Han pasado 6 horas desde que dejé Libongo, no me ha pasado ningún vehiculo ni he visto pigmeos. Hoy, los animales comparten su selva sólo conmigo, y si bien no debo pedir permiso para ir al baño ni preocuparme porque aparezca alguien, trato de hacerlo fuera de los márgenes del camino. Cuando uno se habitúa a un ambiente en particular, deja de prestar la misma atención que prestaba cuando ese ambiente solía ser un mundo desconocido en el cual moverse con cautela. Por eso avanzo con confianza ciega entre los arbustos, buscando un lugar propicio donde acomodarme como lo hago habitualmente, cuando de repente, una punzada me penetra sobre el costado de mi pie derecho y me hace gritar del dolor hasta ver las estrellas en este radiante día tropical. Mientras me tomo el pie con una mano, y me paro sobre una sola pierna, veo a un inmenso escorpión escabullirse entre la maleza. No es culpa de él, sino mía por entrometerme en su casa.
Me vuelvo al camino rengueando mientras siento a mi pie entero latir como una bomba a punto de explotar. Me acuesto un rato en el piso hasta esperar que se me pase y trato de quedarme quieto, algo muy importante en cualquier tipo de picaduras. Se dicen muchas cosas temibles de los escorpiones pero sólo hay una o dos especies en el mundo que pueden matar a un ser humano adulto y esta, ciertamente no es una de ellas. No tengo nada serio de qué preocuparme más que de cuándo pasará y cuánto me costará pedalear en los días que siguen. El dolor se vuelve muy intenso de a ratos, es como el de la picadura de una avispa, pero tiene como un efecto anestésico.

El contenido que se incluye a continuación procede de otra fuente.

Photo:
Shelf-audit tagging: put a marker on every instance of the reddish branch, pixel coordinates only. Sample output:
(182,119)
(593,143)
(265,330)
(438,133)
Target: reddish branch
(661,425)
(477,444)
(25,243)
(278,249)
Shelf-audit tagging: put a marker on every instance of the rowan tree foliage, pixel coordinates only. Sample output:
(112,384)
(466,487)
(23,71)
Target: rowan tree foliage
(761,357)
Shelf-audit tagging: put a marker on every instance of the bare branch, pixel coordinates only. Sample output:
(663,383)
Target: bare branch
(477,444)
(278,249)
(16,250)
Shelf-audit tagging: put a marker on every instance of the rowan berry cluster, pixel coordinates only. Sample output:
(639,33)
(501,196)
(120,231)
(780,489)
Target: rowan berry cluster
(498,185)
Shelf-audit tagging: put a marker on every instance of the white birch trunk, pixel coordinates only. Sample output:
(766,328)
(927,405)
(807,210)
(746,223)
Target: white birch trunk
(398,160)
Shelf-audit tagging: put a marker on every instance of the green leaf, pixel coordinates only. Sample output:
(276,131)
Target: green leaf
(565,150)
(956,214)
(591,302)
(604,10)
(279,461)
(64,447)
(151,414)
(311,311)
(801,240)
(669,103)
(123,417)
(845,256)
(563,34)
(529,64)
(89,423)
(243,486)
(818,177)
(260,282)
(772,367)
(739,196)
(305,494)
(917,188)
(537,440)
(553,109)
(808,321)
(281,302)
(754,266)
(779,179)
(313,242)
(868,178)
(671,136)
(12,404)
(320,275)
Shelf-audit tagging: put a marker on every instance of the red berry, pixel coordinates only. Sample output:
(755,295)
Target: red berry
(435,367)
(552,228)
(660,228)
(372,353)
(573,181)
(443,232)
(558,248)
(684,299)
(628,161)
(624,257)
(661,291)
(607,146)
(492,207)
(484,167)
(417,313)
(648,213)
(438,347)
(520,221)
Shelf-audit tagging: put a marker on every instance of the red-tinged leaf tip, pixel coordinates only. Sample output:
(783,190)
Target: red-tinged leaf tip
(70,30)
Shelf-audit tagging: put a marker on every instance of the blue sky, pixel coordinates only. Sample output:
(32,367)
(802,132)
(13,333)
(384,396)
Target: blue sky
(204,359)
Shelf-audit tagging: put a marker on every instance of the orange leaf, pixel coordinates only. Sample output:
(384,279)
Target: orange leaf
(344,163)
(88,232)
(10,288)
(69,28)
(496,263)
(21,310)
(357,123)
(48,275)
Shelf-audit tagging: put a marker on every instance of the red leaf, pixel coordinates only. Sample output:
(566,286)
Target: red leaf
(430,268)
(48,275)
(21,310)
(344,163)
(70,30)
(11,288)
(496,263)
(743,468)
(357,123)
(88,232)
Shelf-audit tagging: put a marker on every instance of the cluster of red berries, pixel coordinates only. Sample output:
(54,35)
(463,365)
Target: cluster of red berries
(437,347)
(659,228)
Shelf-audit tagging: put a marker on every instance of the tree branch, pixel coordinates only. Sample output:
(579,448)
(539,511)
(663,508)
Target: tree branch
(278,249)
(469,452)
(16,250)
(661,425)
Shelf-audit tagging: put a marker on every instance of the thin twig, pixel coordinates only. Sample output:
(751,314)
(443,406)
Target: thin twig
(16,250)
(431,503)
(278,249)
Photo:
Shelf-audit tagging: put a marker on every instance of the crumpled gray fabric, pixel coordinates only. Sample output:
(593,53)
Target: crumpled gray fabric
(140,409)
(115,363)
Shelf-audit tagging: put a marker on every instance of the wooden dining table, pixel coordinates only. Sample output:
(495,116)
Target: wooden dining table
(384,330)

Dejo que pase una hora mientras el dolor sigue cediendo antes de montarme de vuelta en la bici. A esta altura no siento el pie y lo tengo todo hinchado, pero sólo me duele al pisar el pedal fuerte. A las pocas horas, cuando el día está por llegar a su fin, encuentro a un señor solitario que me ofrece un lugar para colgar mi mosquitera en el deck de su pequeña cabaña. Estoy a tan sólo 7km de la primera aldea en el desvío a Yokadouma donde me reencontraré con la civilización.
Acostado en la oscuridad absoluta, exhausto, falto de energía, con el pie aún anestesiado y heridas en las piernas que no sanan nunca, escucho la dulce sinfonía de la selva de todas las noches. Un fuerte aguacero tropical se desata, los rayos alumbran los árboles, el viento hace chillar a las hojas. Las ranas, los sapos y millones de insectos cantan embriagados por esta sobredosis de agua. A pesar de que necesito salir de aquí, ya puedo sentir lo mucho que voy a añorar estas increíbles noches de oscuridad y melodías inigualables.